This Christmas, the Herald and The Fred Hollows Foundation NZ are working together to bring the Gift of Sight to the Pacific, where four out of five people who are blind don't need to be. Alarmingly, an increasing number of these are young people, suffering from diabetes-related eye disease. This week, we bring you stories of just a handful of these people and invite you to help us raise money for a sight-saving machine that can improve the lives of people like them.
Master chef, Michael Meredith joined the Fred Hollows Foundation NZ's Pacific outreach team in Vanuatu recently to help raise awareness of the diabetes epidemic in the Pacific and to do a spot of cooking.
"Over time the wrong diet can cause diabetes and that can lead to eye disease and blindness," explains Michael.
While in Vanuatu, Michael shared his tips on using the local produce to create a healthy and affordable diet.
You are a supporter of the Fred Hollows Foundation.

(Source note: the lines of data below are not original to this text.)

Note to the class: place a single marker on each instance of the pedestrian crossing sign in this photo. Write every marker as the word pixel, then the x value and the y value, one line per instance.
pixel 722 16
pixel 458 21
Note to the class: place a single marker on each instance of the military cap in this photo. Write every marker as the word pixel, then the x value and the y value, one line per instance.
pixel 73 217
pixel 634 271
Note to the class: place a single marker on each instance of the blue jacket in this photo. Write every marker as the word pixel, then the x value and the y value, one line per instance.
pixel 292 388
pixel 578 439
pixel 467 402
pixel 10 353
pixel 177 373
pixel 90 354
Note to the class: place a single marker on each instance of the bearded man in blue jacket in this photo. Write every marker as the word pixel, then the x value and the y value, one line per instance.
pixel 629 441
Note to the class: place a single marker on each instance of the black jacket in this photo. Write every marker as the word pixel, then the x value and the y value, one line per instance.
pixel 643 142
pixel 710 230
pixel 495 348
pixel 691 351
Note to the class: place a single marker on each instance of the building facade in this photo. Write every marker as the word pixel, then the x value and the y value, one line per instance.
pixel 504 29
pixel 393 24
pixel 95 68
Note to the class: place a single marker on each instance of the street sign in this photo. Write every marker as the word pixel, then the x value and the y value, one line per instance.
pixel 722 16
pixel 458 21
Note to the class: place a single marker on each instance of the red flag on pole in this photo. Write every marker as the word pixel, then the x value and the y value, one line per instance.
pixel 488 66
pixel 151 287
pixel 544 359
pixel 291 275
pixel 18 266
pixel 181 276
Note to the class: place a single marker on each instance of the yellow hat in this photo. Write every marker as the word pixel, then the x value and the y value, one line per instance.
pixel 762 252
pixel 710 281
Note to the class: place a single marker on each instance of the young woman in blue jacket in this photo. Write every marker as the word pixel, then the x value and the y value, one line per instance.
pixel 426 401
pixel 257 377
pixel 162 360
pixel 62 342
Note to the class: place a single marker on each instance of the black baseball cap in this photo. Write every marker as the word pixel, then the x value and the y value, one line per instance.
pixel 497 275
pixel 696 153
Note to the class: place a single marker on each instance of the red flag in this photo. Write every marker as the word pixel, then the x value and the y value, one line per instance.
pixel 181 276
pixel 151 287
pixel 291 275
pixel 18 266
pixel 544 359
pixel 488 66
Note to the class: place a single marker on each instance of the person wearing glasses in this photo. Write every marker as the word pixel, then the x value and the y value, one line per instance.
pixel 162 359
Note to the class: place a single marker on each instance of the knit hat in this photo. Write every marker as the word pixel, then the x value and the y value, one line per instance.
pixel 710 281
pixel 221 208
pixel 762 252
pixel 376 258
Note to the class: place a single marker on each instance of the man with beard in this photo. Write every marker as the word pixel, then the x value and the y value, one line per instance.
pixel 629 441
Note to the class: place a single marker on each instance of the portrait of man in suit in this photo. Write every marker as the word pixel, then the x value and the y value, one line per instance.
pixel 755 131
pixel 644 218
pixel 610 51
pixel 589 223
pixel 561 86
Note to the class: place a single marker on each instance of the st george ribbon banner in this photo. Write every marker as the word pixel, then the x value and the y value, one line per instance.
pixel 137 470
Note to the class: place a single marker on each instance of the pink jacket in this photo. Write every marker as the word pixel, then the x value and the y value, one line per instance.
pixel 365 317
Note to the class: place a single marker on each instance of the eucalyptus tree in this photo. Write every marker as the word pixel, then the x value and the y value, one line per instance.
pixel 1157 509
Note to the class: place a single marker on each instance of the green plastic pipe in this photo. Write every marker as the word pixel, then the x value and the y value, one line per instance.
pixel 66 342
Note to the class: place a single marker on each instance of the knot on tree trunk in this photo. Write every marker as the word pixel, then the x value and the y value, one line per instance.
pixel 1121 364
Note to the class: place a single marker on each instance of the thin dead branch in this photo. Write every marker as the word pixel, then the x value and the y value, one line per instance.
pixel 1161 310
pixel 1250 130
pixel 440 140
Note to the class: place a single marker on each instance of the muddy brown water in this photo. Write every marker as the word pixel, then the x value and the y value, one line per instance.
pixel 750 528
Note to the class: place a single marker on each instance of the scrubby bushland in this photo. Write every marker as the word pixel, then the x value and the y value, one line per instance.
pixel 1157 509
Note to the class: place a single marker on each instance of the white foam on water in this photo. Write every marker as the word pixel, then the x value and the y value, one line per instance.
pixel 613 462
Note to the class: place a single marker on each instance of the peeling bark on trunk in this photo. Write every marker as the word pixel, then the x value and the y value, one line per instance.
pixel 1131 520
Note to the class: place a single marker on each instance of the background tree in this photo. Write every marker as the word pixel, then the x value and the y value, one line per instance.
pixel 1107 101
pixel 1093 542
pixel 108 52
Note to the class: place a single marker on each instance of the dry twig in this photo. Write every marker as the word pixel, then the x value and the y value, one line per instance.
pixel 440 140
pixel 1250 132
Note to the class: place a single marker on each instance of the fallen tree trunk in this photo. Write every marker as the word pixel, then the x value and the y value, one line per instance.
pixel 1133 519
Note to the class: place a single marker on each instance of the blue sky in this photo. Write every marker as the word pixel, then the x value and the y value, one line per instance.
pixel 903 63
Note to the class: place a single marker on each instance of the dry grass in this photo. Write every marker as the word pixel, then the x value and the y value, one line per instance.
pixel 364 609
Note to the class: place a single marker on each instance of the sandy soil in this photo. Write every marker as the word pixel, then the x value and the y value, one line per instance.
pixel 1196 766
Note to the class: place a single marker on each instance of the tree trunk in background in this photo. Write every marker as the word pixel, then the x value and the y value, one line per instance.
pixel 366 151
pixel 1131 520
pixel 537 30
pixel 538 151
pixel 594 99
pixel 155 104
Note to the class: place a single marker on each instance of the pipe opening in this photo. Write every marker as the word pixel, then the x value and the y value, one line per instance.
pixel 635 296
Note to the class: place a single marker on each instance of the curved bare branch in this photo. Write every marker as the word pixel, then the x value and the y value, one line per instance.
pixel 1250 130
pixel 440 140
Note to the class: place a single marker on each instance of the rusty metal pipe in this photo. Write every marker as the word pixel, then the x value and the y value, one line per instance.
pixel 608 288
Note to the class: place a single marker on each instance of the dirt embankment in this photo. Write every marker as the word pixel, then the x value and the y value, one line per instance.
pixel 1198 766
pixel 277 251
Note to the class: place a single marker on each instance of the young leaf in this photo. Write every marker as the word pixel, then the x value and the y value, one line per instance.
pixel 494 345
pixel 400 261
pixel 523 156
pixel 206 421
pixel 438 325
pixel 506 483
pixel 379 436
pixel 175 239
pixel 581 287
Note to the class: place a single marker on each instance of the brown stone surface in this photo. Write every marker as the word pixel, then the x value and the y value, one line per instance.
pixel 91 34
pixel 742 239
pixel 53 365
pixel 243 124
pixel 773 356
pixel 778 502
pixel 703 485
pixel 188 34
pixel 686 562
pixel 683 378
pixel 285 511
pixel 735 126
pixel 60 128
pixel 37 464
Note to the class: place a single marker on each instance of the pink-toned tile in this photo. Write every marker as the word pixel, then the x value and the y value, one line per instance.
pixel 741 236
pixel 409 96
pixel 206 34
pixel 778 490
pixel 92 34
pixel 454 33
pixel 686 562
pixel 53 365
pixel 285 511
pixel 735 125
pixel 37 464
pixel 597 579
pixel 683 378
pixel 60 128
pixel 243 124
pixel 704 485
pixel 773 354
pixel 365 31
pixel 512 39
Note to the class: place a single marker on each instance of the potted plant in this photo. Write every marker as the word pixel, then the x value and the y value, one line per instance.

Why did you choose that charity?
I grew up in Samoa and moved to NZ when I was 12. An aunt who lived with the family in Samoa had cataracts and no one understood back then how easy it was to fix. As I found out more about Fred Hollows, I realised how $25 can actually change someone's life.
It would have changed our family back then. So I have a heartfelt connection with the foundation's work, particularly in the Pacific.
What were some of the surprising things you learned while you were in Vanuatu?
I was surprised and saddened at how high the rate of diabetes is in Vanuatu. A quarter of the population of less than 290,000 people have diabetes.
One of the saddest things I saw was some of the young people who have diabetes and how it impacts the whole family. Some people just accept it as part of their life, as it's difficult to get medical help. Yet diabetes is something that can be prevented or managed through education, medication and awareness about what you eat.
Can you tell us about the impact of diabetes on eye disease?
One of the patients I met, Karlpat Edul, seemed like he once was a very physically strong man, but his demeanour showed that the last few years has taken its toll on him.
I felt very sad for him, he was once the provider for the family, but he is now in a wheelchair and has to rely on his family to support him. It made me think how fortunate we are in the Western world to have medical treatment that would prevent something like this happening.
What did you learn about the typical diet in Vanuatu?
For me, white rice was the big thing. I was shocked to learn that the diet consisted of mainly white rice and tinned fish and meat. This seemed to be because it's cheap and convenient, which suits the recent change of lifestyle for the local people.
They eat white rice in quite large servings and in about 80 per cent of their meals. Brown rice which has the husk is much more nutritional but shelves in the supermarkets there were heaving with short-grain white rice while there was just one small shelf of brown rice which is a little more expensive.
With white rice you are eating straight carbs and it turns to sugar in your system. Maybe they just think sugar is sugar and don't realise there is sugar in most foods.
• READ MORE: Diabetes 'tsunami' overwhelms Pacific
You held a cooking demonstration at the Port Vila local market, how was that?
We served 200 portions and we laid out all the ingredients so the locals could see what was used. The idea was to show how they could make healthier meals with what is available at not much more cost.
Port Vila has one of the best fresh produce markets I have seen in the Pacific. There's beautiful edible greens here with more nutritional value.
They have got turmeric, a superfood right now in the Western world and it grows wild there. And they have got garlic, coriander, parsley.
Add a bit of brown rice and show them they can add a bit more spices into their food. I think they were surprised.
I feel they have never been shown how to cook brown rice, how soaking it opens it up a bit and makes it cook quicker.
What did you learn about the Foundation's work in the Pacific?
I had no idea about diabetic retinopathy. To find out that diabetes through food can lead to blindness was gob-smacking for me.
I was blown away by what they have established on the ground, especially training the local nurses.
I saw the gratitude of one of those nurses, Basil Aitip, who was so happy that the foundation is building a dedicated eye clinic in Port Vila that can provide year-round care for his people.
I left with mixed emotions. Diabetes has such a big impact. Families are separated as people need to come to Port Vila for treatment. Breadwinners can lose their ability to work.
I feel the local Government could do more. It is important as human beings to help each other.
I like what Fred Hollows is doing in the Pacific because they are our neighbours.